We are told in the New Testament that Jesus himself suffered intense emotional anguish in the Garden of Gethsemane, as he faced the road to the Cross. As a Man he was crushed by the burden of facing the greatest Spiritual battle of all time and eternity, as God He knew there was no option if God’s plan of Salvation was to be fulfilled ‘Not my Will, but yours be done.’ The Bible tells us that He was tempted and tried in every way as a man. As God, we know, He overcame every frailty, including mental anguish and the darkest of nights, when he was separated from his Father in Heaven as God poured his wrath on Him on the Cross. This was so he ‘who knew no sin, became sin for us’ (me).

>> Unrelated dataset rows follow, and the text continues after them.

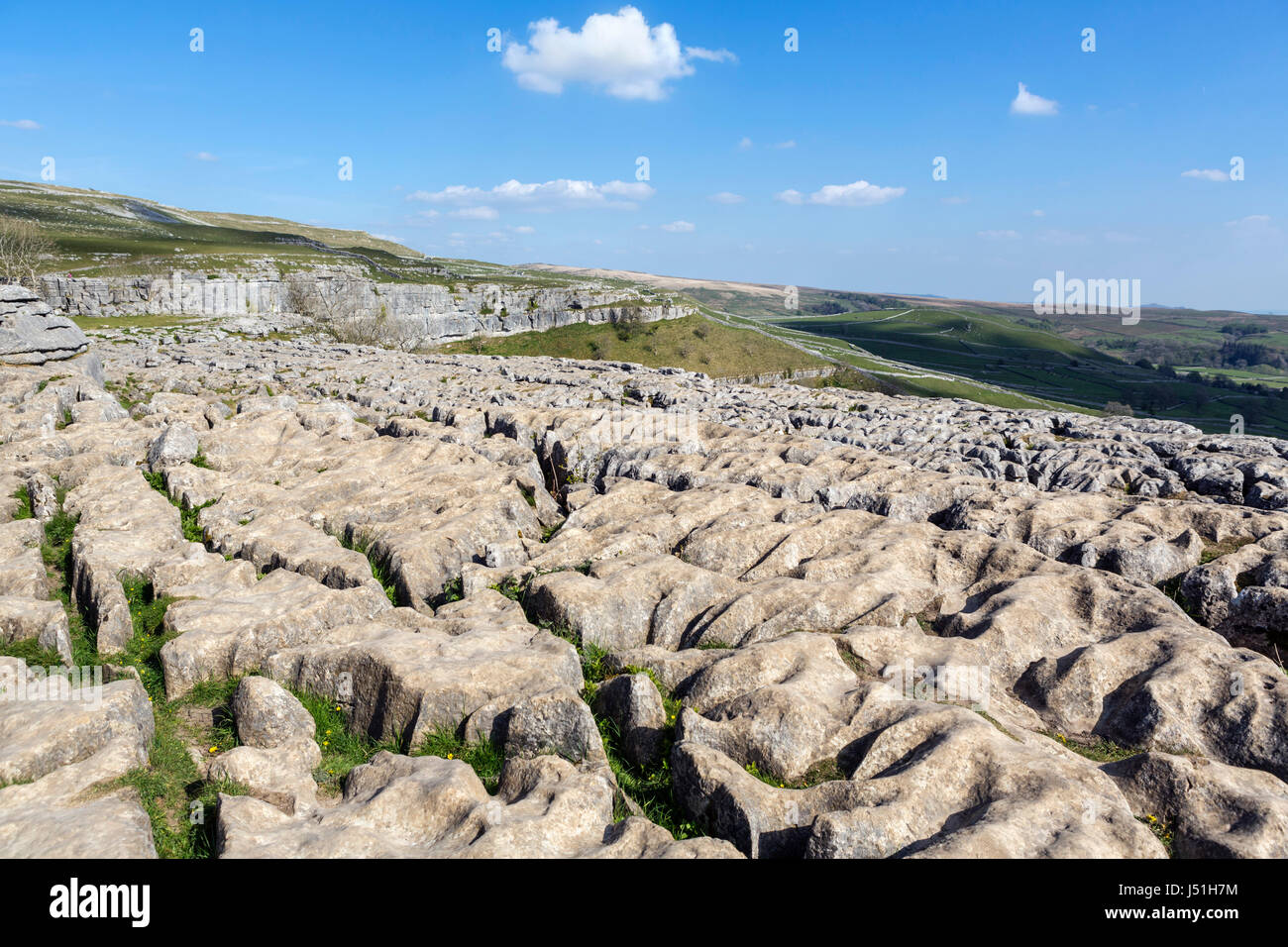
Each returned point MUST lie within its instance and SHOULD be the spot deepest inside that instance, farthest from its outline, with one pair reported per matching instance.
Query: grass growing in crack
(378, 567)
(454, 590)
(820, 771)
(1160, 831)
(1102, 750)
(56, 554)
(999, 725)
(30, 652)
(483, 757)
(188, 515)
(651, 789)
(342, 750)
(1172, 589)
(25, 508)
(143, 651)
(179, 802)
(1216, 551)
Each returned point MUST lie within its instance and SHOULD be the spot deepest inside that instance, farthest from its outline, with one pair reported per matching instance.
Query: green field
(691, 343)
(997, 351)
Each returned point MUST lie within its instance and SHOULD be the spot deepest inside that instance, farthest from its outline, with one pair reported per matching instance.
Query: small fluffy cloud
(861, 193)
(1028, 103)
(614, 52)
(481, 213)
(552, 195)
(1250, 219)
(1206, 174)
(709, 54)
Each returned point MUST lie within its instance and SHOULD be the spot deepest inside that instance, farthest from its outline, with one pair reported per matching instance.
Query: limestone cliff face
(30, 334)
(447, 312)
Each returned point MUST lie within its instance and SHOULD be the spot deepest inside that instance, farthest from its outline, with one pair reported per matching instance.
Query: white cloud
(617, 52)
(1063, 239)
(1028, 103)
(709, 54)
(480, 213)
(1206, 174)
(861, 193)
(562, 193)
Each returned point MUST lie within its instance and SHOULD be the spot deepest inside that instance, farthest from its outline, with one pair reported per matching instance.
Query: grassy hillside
(691, 343)
(999, 351)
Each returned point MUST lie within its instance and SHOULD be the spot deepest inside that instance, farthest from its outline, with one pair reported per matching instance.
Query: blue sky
(434, 121)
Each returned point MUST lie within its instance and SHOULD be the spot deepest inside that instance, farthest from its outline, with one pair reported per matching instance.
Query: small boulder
(634, 703)
(175, 445)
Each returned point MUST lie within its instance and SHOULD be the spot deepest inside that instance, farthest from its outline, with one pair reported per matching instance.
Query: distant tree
(22, 248)
(336, 307)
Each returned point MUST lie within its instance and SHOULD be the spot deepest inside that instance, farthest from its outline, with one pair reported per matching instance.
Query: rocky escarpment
(439, 312)
(30, 334)
(690, 617)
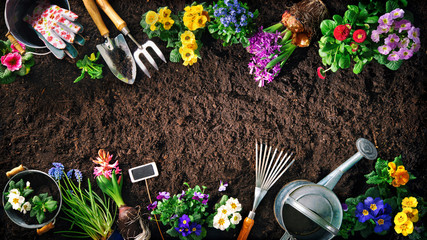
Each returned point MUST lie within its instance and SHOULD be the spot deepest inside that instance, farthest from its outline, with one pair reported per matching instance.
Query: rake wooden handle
(115, 18)
(96, 16)
(246, 229)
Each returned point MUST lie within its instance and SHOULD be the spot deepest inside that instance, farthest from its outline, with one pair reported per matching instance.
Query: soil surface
(199, 124)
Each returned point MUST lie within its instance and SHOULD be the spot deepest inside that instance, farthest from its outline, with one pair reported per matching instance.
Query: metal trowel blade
(119, 59)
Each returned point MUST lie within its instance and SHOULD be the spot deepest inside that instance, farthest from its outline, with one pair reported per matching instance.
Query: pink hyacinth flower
(13, 61)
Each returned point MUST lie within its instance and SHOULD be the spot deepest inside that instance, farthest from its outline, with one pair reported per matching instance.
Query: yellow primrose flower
(412, 214)
(168, 23)
(153, 27)
(405, 229)
(409, 202)
(400, 218)
(151, 17)
(187, 37)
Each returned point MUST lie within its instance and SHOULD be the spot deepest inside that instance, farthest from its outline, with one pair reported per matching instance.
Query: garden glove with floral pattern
(55, 24)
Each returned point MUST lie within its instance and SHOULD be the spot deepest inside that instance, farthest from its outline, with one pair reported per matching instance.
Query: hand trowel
(115, 52)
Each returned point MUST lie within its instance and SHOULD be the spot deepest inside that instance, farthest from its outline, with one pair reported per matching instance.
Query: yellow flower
(151, 18)
(187, 37)
(405, 229)
(400, 218)
(412, 214)
(168, 23)
(409, 202)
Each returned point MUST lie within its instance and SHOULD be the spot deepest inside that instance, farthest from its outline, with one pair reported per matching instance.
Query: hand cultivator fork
(142, 49)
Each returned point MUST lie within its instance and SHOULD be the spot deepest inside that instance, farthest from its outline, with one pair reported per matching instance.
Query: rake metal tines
(268, 169)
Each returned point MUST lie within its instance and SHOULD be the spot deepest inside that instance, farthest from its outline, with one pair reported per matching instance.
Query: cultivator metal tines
(268, 169)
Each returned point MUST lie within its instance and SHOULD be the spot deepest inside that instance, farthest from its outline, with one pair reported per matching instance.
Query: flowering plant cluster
(227, 214)
(381, 205)
(12, 63)
(345, 39)
(397, 39)
(232, 22)
(181, 32)
(37, 205)
(184, 213)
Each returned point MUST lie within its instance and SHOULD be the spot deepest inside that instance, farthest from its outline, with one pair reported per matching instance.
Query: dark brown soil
(200, 123)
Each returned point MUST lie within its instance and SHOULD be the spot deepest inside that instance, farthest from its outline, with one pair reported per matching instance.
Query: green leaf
(394, 65)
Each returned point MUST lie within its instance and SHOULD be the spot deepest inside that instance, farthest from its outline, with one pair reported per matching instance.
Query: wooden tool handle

I thank God that I don’t have to carry the burden of being a ‘failed’ Christian in addition to battling my own thoughts and moods. Instead I can learn to see my own mental illness as God telling me that he has not finished with me yet, that I still have much to learn of his Grace and love towards me and through me. One of my childhood heroes, Corrie Ten Boom was reminded by her frail and dying sister, when they were imprisoned in a Nazi Concentration Camp, that ‘There is no pit so deep that He is not deeper still.’ My soul is secure because of Christ’s sacrifice and promise. In every dark night he has promised ‘I will never leave you nor forsake you.’ If even the ‘winds and the waves obey him’ how much more will he be able to not only comfort us through the storms of our mind and emotions, but he is more than capable to calm them completely, if that is His will. My question to God needs to stop being ‘Why me?’ or ‘Why not me?’ and become ‘What now, Lord?’

When your Christian friend tells you they are struggling with mental or emotional anguish, please do not add to their distress by condemning them for being ‘less than’ as Christians, but help them to listen and wait for God to reveal his purposes through this time. Above all, help them to remember that they cannot do anything to change his love for them, ‘There is nothing I can do to make him love me more, there is nothing I can do to make Him love me less.’ And remind them to be kind to themselves. Would you allow your friend with a heart condition or cancer to constantly berate themselves for failing as a human being, or, as a Christian? No, all suffering is a symptom of our world as it is. For the Christian there is the promise that one day ‘he will wipe away every tear’ from our eyes.’